Teabaggers in this state will be energized. Sorry, Artur. Sorry, Ron.

If it were just Republicans I wouldn’t worry. But the teabaggers are a different story. They are the modern KKK. White separatists. Seriously, listen to the radio. Read their blogs. Within the last week I have seen that they have selected a (battle) flag, heard them talk about secession, heard about commandeering the southern auto plants for munitions and weapons manufacture, speak of getting the guillotine ready, and more. Idle talk? Hardly, one of the people being interviewed was an elected official in our state. Sorry I don’t know who, I was in the shower listening to the radio on Sunday when I heard it on 101.1 FM.

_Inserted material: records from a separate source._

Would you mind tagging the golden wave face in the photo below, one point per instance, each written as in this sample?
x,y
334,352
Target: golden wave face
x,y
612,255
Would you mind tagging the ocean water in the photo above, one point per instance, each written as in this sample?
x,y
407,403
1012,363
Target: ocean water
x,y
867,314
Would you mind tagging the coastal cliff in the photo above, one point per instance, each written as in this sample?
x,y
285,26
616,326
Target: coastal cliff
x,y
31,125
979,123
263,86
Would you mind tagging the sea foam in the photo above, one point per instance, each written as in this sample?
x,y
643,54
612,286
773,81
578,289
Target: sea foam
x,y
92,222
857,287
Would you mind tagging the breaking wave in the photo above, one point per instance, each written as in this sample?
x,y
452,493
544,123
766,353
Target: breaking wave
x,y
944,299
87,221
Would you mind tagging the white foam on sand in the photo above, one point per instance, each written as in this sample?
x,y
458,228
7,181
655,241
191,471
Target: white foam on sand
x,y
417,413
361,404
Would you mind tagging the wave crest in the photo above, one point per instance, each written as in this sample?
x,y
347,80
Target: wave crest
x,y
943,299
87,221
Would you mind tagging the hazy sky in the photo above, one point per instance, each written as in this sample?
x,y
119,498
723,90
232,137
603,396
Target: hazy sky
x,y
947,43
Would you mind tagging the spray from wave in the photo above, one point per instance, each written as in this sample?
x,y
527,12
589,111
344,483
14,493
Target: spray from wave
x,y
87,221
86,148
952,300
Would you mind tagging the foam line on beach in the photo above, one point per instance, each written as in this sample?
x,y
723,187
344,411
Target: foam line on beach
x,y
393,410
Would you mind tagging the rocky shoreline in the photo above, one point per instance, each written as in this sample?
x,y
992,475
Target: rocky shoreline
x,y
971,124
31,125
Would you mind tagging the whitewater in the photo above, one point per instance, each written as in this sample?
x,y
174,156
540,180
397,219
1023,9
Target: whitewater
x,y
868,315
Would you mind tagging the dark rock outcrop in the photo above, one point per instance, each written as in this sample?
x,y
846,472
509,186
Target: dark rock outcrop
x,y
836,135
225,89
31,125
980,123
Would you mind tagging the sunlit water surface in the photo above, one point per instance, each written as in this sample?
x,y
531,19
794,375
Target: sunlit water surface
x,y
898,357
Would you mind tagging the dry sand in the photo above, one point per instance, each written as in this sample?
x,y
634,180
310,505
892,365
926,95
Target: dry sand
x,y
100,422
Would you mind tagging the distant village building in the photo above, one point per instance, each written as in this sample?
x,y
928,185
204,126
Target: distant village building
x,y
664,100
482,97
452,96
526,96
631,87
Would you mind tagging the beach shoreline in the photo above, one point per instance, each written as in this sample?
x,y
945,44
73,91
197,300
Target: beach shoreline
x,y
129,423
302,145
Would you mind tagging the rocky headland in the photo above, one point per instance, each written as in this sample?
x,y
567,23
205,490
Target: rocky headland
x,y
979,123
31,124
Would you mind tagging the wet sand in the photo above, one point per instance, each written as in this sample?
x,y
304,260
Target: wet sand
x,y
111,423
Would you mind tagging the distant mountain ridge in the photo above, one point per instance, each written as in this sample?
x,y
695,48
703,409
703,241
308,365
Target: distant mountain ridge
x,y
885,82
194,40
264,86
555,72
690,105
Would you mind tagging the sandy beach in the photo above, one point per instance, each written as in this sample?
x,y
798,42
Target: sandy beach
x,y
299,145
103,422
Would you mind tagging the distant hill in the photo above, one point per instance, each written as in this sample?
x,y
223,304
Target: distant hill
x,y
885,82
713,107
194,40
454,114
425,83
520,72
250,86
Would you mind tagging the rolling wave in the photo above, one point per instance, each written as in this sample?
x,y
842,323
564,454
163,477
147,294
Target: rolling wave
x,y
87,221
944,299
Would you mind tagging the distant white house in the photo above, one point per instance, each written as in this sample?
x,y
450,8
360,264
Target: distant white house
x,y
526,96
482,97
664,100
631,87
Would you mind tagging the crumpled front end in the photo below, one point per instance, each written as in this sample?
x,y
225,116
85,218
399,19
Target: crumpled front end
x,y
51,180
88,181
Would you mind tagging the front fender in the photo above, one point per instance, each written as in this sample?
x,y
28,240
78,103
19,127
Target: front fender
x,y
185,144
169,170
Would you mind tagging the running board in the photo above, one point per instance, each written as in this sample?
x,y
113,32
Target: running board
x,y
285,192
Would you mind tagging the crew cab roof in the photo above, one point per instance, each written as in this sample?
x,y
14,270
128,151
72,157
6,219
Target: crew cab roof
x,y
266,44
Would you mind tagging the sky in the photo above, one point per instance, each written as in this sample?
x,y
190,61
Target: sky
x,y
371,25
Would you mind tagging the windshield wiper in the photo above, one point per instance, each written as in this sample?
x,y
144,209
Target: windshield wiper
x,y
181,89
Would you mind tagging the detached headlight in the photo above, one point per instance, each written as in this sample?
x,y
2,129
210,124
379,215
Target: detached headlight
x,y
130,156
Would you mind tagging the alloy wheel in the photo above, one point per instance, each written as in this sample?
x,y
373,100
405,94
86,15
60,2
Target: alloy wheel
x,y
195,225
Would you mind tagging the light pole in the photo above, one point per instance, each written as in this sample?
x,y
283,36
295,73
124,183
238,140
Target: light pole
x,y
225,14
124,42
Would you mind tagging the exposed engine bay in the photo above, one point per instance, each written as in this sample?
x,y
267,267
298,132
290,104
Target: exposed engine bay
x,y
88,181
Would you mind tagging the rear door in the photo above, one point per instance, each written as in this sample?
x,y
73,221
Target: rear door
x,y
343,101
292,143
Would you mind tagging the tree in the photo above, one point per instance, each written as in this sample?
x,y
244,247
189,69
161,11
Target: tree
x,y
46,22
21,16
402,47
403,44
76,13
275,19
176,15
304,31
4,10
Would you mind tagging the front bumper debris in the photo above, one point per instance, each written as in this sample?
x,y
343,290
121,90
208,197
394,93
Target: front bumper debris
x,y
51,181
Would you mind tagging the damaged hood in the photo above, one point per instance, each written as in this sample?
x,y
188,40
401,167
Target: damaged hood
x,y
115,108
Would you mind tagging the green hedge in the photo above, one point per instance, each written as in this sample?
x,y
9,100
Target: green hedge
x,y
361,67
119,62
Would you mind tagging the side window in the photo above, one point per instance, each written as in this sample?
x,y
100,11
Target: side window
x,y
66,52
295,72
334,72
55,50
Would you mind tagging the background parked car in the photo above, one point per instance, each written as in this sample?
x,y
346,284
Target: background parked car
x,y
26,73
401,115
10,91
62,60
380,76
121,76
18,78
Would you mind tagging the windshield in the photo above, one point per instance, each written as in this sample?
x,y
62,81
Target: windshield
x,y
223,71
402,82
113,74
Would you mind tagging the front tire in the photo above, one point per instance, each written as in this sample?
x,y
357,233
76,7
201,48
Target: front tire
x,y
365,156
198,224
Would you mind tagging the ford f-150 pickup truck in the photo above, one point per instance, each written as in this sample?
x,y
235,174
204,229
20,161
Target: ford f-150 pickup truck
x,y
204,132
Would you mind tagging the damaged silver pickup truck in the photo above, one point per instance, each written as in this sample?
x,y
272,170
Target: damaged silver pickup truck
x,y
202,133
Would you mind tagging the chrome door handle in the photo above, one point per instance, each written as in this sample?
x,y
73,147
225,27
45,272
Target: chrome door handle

That is the concern I was alluding to the past few days on this blog. God help us.

But there are progressive people in this county, and this country, and we will continue to search for and support progressive candidates and promote progressive policies. Gays are already abandoning the Democratic Party (shutting down the GayTM).

The Democratic Party and the president and the state parties really need to pow-wow and get their act together. November comes quickly.

>Drive-by Truckers explore the past, Birmingham votes on the future

January 19, 2010

>This day is very important for the future of Birmingham and the future of our nation.

In Birmingham the voters have the choice of electing Patrick Cooper who has a fresh vision for the city, or William Bell, part of the establishment of the last 30 years.

The difference also is in the attitudes of the supporters of the candidates. Sure, Cooper has the support of many in the LGBT community and progressive whites, and these are some of the people he has surrounded himself with.

Bell, on the other hand, has the support of Frank Matthews, who has put out divisive and homophobic campaign materials in an attempt to promote hatred and fear and divide the people of Birmingham.

The future of the nation may depend on the results of the special election in Massachusetts, where Martha Coakley and Scott Brown are fighting for the senate seat formerly held by Teddy Kennedy. Brown’s campaign is being promoted by teabaggers and it looks like he has a chance to win.

If he should win, teabaggers from the across the nation will feel emboldened and no telling what will happen. But whatever, we will have to deal with it.

That being said, I think Patrick Cooper will be the next mayor of Birmingham, and Martha Coakley will be the new senator from Massachusetts. But the elections will be close.

Check out this video featuring Drive-by Truckers.

It tells of story of the racist past in Alabama from the viewpoint of Patterson Hood, one of the band members. “The Three Great Alabama Icons” and “George Wallace” are from their album, “Southern Rock Opera.” h/t to mooncat. And, h/t to Matt Osborne.

It’s interesting how some people who grew up here had to leave the state to see what was really going on. Read a writeup about the album from Patterson Hood.

“We began writing the Southern Rock Opera some years ago. We wanted to examine people’s misconceptions of the South, and study some modern-day southern mythology.”